A 35000 m2 ramp area extension was opened in October 2023. This required large amounts of landfill material into the river delta. A large portion of the material needed was obtained from scrap rubble from the construction of the nearby Vaðlaheiðargöng tunnel.

Isavia opened an expanded passenger terminal in December 2024 which added 1100 m2 of terminal area, with separate areas for international and domestic traffic as well as dedicated security check and passport control facilities, as well as a duty-free store.

==Airlines and destinations==
The following airlines operate regular scheduled flights at Akureyri Airport:

| Airlines | Destinations |
|---|---|
| easyJet | Seasonal: London–Gatwick, Manchester |
| Edelweiss Air | Seasonal: Zürich |
| Icelandair | Reykjavík |
| Norlandair | Grímsey, Nerlerit Inaat, Vopnafjörður, Þórshöfn |
| Transavia | Seasonal charter: Amsterdam |

== Ground transport ==
The airport is located approximately 3 km south of Akureyri, which is on Route 1 (Ring road). The town of Akureyri is the largest in Northern Iceland and the airport serves the wider region, including Siglufjörður, Ólafsfjörður, Dalvík, Húsavík and Mývatn.
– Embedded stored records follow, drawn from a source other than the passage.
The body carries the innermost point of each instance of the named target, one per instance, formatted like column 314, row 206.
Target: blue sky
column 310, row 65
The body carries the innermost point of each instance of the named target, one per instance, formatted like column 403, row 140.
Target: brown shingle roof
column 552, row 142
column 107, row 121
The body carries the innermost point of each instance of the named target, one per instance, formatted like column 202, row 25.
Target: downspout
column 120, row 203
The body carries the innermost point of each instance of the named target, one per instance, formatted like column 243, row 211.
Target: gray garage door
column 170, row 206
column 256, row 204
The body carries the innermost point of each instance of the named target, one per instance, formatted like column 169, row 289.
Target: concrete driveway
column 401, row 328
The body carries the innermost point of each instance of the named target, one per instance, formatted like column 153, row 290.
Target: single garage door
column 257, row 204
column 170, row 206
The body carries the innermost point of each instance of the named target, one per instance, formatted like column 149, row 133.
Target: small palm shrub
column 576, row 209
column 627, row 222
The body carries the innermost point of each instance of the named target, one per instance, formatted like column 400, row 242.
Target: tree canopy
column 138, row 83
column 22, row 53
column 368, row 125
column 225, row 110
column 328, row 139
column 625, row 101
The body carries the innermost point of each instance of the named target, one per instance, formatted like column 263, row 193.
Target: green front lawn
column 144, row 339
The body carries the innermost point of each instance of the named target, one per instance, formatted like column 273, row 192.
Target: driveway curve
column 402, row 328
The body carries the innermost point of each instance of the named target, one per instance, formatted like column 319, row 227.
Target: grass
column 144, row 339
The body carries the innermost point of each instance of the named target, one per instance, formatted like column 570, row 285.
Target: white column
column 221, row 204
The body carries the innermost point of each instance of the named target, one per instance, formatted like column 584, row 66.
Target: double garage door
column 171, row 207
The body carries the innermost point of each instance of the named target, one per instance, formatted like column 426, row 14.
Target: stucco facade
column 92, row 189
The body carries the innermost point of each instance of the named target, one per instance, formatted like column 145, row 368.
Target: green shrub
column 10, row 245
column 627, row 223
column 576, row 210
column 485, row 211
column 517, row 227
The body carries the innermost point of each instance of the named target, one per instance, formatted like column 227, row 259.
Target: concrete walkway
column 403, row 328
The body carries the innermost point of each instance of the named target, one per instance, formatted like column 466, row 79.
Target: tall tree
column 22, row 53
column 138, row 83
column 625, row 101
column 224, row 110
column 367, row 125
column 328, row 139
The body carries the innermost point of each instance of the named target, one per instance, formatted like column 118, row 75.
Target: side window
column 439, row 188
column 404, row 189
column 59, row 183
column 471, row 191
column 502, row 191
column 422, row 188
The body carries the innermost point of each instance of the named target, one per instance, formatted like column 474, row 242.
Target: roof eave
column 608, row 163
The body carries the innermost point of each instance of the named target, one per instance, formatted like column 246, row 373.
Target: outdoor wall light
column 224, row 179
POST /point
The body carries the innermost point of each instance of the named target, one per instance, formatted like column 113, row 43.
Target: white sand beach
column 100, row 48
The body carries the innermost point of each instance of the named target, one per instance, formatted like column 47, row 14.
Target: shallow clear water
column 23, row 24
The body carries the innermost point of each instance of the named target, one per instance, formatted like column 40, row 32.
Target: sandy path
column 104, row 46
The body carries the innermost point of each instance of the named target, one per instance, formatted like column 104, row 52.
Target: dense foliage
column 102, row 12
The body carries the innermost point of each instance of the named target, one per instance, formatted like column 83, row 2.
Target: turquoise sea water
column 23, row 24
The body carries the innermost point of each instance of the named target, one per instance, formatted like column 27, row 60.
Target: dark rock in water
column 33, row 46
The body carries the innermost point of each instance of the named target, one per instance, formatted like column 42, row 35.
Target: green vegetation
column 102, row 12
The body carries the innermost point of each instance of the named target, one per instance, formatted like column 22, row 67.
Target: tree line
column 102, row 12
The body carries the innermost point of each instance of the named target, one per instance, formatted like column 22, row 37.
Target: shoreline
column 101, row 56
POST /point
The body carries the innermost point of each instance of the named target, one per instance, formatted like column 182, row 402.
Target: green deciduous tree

Taxis are available at the airport. The airport has several car rental options available.

=== Buses ===
Since 2022, a local company called Sýsli-ferðir has offered bus services branded as 'Akureyri Airport Bus' operating as route 100, however this service presently only operates in connection with international flights.

From the beginning of 2026, several intercity bus routes operated by Strætó will serve the airport in connection with domestic flight schedules, offering direct connections to Akureyri town centre and other larger settlements in north Iceland.